Scarabée japonais en France : pourquoi les nouvelles détections inquiètent les autorités

Scarabée japonais en France : la menace grandissante pour les végétaux

Après cinq premières interceptions en Alsace en 2025, le scarabée japonais a de nouveau été capturé cet été dans le Grand Est, en Bourgogne-Franche-Comté et en Provence-Alpes-Côte d’Azur. Aucun foyer durable n’est encore confirmé, mais cet insecte invasif menace des centaines d’espèces végétales.
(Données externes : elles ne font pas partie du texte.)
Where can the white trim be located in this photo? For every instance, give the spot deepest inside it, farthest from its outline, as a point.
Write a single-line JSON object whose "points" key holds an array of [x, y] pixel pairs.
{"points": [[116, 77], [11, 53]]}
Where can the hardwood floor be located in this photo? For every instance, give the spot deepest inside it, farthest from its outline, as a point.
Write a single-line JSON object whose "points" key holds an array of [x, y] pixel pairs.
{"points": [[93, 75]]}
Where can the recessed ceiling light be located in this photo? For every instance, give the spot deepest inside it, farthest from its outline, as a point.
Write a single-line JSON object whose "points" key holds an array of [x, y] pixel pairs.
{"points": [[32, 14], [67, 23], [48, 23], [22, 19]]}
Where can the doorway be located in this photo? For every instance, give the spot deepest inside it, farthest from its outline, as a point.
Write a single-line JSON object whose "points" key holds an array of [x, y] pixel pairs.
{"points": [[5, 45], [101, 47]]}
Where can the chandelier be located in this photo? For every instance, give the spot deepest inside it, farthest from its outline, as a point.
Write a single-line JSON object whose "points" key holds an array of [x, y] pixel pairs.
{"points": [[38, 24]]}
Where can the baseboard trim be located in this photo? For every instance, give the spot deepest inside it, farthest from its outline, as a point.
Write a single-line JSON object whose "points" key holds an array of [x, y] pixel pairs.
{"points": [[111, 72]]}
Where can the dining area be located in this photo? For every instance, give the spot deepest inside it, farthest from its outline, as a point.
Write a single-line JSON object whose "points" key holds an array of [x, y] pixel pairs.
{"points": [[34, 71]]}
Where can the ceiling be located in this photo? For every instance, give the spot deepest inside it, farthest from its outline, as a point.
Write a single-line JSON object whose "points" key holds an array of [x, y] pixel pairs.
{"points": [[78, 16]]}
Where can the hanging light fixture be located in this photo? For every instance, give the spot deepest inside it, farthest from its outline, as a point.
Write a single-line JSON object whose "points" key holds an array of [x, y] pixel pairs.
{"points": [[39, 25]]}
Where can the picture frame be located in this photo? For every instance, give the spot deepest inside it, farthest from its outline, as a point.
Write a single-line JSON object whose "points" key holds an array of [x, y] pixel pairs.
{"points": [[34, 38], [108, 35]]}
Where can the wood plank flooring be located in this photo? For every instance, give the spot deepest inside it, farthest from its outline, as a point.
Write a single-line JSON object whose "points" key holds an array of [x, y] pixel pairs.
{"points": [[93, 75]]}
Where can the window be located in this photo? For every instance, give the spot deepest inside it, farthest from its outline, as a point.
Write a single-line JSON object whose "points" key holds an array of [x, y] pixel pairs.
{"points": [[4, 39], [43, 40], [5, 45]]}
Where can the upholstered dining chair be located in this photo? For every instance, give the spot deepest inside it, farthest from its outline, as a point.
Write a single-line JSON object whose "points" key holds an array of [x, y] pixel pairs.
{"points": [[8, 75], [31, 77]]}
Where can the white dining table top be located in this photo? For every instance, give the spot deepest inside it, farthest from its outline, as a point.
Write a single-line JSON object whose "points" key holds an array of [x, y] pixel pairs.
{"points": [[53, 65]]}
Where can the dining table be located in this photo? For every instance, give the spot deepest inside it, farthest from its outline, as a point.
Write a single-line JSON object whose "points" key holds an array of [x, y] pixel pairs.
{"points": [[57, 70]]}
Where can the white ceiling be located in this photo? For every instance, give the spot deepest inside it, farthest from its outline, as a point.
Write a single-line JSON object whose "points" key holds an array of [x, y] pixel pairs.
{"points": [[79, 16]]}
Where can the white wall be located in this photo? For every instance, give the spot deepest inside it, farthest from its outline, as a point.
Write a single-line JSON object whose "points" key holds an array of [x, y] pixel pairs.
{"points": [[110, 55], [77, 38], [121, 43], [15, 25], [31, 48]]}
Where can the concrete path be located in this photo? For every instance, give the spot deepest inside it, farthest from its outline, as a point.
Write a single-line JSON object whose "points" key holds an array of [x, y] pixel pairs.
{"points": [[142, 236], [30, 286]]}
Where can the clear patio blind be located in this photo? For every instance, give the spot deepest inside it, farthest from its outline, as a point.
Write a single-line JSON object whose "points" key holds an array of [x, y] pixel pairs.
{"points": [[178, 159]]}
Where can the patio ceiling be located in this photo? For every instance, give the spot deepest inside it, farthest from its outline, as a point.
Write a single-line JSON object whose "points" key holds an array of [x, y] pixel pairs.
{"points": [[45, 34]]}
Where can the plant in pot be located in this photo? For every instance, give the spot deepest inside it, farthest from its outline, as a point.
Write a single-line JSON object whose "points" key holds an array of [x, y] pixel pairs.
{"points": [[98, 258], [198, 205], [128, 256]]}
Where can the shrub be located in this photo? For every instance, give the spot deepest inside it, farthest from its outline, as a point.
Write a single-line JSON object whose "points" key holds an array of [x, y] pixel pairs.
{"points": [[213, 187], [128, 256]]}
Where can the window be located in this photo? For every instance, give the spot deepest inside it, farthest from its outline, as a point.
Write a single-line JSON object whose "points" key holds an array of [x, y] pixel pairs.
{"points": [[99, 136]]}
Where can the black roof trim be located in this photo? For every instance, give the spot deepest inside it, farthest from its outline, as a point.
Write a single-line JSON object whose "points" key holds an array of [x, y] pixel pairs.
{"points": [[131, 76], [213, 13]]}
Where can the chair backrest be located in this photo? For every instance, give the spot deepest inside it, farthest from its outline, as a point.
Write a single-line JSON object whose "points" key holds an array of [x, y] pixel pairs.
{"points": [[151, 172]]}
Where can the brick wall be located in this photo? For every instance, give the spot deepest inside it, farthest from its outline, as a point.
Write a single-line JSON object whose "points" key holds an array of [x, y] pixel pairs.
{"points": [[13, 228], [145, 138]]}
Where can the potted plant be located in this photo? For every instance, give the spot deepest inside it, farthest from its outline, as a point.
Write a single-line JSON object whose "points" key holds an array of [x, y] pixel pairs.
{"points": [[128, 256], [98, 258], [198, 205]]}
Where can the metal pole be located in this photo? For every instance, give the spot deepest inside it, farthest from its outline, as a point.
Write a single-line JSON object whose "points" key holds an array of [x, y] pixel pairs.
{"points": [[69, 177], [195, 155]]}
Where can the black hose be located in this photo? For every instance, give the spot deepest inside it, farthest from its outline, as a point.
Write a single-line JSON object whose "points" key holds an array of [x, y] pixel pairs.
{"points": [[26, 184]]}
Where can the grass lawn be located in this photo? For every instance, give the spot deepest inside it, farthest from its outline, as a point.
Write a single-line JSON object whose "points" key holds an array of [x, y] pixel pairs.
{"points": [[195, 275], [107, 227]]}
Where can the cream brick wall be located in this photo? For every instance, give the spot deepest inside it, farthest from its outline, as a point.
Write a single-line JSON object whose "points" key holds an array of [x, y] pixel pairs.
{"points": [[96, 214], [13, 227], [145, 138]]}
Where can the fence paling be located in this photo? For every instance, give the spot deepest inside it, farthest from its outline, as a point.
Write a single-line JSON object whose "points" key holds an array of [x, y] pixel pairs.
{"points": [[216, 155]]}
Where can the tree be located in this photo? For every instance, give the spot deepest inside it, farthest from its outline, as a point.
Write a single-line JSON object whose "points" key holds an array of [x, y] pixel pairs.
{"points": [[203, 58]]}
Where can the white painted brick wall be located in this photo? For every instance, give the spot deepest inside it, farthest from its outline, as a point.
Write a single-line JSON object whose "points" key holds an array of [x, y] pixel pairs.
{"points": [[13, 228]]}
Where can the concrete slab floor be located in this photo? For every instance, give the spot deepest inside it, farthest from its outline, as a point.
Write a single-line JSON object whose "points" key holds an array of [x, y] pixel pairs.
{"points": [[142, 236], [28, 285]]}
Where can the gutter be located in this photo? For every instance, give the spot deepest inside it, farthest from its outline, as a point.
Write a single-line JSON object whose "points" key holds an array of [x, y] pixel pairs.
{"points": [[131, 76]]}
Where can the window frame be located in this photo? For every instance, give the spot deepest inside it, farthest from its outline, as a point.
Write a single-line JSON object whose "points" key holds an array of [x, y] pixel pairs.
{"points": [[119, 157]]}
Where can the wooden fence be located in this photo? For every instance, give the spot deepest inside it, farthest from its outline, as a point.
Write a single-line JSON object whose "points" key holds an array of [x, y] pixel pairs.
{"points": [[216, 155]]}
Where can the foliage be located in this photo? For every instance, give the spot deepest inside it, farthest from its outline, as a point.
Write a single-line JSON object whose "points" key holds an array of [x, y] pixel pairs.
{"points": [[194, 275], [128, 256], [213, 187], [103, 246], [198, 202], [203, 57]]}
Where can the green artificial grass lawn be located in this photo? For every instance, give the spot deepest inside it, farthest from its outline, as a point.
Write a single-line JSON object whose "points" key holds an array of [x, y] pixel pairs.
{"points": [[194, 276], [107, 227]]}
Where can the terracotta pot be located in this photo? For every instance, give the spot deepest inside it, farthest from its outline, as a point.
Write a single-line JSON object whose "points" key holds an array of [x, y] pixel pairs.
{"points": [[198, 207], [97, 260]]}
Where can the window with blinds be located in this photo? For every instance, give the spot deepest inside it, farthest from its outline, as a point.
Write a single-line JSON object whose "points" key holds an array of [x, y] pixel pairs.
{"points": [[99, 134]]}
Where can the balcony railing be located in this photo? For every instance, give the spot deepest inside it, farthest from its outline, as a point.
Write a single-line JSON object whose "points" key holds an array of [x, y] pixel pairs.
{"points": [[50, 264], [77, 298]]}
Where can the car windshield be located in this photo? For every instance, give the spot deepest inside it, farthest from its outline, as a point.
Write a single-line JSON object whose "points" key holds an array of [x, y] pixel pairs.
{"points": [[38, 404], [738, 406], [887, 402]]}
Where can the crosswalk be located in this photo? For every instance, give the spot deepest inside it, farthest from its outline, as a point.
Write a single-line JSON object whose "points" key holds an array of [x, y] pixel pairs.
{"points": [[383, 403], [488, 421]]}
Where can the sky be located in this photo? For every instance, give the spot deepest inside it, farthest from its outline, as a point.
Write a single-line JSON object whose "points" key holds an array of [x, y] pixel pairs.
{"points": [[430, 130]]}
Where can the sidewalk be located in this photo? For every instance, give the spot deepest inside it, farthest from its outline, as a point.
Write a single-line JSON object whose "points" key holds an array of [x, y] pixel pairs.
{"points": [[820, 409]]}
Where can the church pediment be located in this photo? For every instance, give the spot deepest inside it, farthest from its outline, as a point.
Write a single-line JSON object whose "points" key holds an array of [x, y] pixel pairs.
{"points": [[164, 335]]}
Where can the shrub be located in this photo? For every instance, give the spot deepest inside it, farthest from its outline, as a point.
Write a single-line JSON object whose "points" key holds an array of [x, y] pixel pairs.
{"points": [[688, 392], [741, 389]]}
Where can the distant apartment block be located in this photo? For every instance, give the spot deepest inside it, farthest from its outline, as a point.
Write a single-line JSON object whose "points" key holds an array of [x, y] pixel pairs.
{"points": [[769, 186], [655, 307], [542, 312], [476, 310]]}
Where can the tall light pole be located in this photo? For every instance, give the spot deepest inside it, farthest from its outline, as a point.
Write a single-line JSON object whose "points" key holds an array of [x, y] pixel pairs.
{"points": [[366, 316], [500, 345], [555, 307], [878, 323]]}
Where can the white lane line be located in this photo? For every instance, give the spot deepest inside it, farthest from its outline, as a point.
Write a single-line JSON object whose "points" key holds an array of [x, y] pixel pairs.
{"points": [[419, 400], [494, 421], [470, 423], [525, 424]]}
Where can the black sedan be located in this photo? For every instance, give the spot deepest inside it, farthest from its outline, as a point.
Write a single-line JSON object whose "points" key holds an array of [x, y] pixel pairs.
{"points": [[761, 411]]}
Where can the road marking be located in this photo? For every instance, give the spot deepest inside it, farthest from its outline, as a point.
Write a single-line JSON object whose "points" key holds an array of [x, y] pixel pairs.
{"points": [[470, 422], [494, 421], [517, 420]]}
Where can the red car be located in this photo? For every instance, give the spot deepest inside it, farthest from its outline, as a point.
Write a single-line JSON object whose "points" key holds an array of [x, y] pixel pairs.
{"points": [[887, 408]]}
Le scarabée japonais, connu scientifiquement sous le nom de Popillia japonica, est un coléoptère d’environ un centimètre, reconnaissable par sa tête et son thorax vert métallique, ainsi que ses ailes brun cuivré. Il est capable d’endommager entre 300 et 400 espèces de plantes, dont plus d’une centaine en France. Ses larves attaquent les racines, notamment celles des pelouses et des terrains de sport.

L’été 2023 a vu une intensification des captures, avec un premier spécimen identifié le 26 juin à Strasbourg, suivi de plusieurs autres détections dans la région et en Bourgogne-Franche-Comté. Ces événements surviennent un an après les premières interceptions officielles.

Les autorités estiment que ces insectes pourraient être des « auto-stoppeurs », transportés involontairement par divers moyens de transport. Cependant, la multiplication des détections nécessite une vigilance accrue pour s’asr qu’ils ne s’établissent pas durablement en France.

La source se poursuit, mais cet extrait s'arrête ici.